Let me just say this before I start, I'm trying desparately to catch up with myself. The past few weeks have been so full of emotion. Bob went through a few weeks of complete mental and physical anguish. On Saturday August 27th Bob awoke not feeling quite right. He had been seeing progress with the depression and Saturday was a bit of a set back. First of all, our dear son-in-law was here with us for a couple of days and Hurricane Irene was gearing up to give a wind and rain.
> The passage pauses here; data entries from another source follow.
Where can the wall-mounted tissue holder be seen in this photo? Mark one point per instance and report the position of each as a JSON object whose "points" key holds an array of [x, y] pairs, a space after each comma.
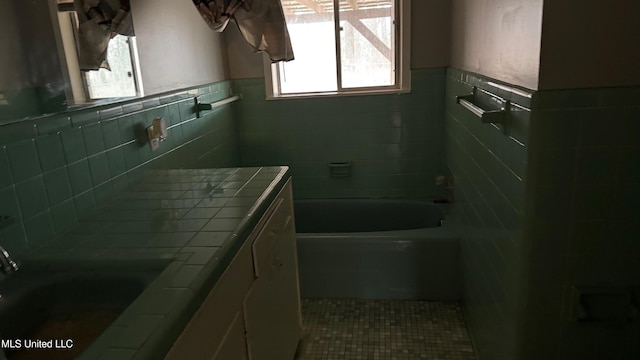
{"points": [[340, 169], [605, 304], [157, 132], [478, 99]]}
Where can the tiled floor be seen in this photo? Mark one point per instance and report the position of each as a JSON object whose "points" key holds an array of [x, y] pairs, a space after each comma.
{"points": [[339, 329]]}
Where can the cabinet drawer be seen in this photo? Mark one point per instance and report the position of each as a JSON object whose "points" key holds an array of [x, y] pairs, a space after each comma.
{"points": [[276, 226]]}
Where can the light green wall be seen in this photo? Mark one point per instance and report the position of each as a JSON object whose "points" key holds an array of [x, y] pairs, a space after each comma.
{"points": [[490, 170], [56, 169], [582, 225], [394, 142], [549, 209]]}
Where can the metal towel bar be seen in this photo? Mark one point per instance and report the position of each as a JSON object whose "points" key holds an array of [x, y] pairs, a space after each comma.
{"points": [[199, 107], [499, 116]]}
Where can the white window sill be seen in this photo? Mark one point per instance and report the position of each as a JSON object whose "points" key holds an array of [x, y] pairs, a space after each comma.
{"points": [[330, 94]]}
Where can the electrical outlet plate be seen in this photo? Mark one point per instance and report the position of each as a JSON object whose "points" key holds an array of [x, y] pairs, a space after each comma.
{"points": [[154, 142]]}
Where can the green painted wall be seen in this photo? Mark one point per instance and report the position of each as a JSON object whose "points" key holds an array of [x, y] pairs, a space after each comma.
{"points": [[56, 169], [395, 143]]}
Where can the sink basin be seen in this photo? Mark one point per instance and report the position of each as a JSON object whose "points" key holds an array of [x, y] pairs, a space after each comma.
{"points": [[60, 305]]}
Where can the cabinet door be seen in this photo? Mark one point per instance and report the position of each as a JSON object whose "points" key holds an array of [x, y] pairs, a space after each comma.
{"points": [[203, 335], [234, 346], [272, 307]]}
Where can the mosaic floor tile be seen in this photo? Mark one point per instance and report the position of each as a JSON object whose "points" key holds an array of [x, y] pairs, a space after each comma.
{"points": [[351, 329]]}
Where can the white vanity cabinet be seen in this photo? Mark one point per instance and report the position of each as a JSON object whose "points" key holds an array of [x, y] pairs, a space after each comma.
{"points": [[272, 306], [253, 311]]}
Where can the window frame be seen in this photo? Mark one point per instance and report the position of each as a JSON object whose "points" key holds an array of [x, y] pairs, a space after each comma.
{"points": [[77, 90], [403, 63]]}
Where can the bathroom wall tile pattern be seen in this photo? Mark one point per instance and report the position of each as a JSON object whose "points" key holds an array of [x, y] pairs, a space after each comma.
{"points": [[350, 329], [490, 170], [395, 143], [582, 146], [57, 169]]}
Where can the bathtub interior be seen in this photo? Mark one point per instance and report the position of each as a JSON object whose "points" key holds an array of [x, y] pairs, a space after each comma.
{"points": [[364, 215], [418, 264]]}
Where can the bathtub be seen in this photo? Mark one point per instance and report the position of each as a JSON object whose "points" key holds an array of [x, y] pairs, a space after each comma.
{"points": [[376, 249]]}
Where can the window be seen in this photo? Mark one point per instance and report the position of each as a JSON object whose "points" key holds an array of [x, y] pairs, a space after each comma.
{"points": [[342, 47], [120, 80]]}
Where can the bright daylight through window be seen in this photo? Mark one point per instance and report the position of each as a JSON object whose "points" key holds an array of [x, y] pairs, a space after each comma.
{"points": [[342, 46]]}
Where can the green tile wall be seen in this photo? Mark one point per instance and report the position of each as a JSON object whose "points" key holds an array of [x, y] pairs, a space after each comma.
{"points": [[584, 191], [394, 142], [56, 169], [490, 169], [547, 209]]}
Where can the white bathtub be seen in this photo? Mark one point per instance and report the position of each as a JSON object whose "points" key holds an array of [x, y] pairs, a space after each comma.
{"points": [[376, 249]]}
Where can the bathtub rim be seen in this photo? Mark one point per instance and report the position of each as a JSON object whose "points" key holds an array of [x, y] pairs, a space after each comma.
{"points": [[444, 231]]}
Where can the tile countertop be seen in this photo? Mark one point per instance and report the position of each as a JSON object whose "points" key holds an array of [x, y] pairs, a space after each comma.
{"points": [[188, 222]]}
Saturday though was our PA grandson's 4th birthday and we were going to his party. But about an hour before we were suppose to go, Bob started to shake uncontrollably. I called our family doctor and we discussed what the problem could be. After all my finger pointing to meds, we thought it was probably just an anxiety attack. When I asked Bob if he was anxious about going to the party, he responded, why would I be anxious about that? Our doctor had called in a prescription for lorazapam, the generic of adivan. Waiting for the the prescription to get filled was horrible....I kept thinking about my 4 year old's request that I come to his party early, and how I said, you bet buddy! There I was, standing in CVS with his party to start in 15 minutes. At that moment, I think I started to HATE the disease that was consuming my husband. I wasn't torn with my obligation, I was just sad. But I had to dig deep, say a prayer and believe that my God would not leave me alone with this.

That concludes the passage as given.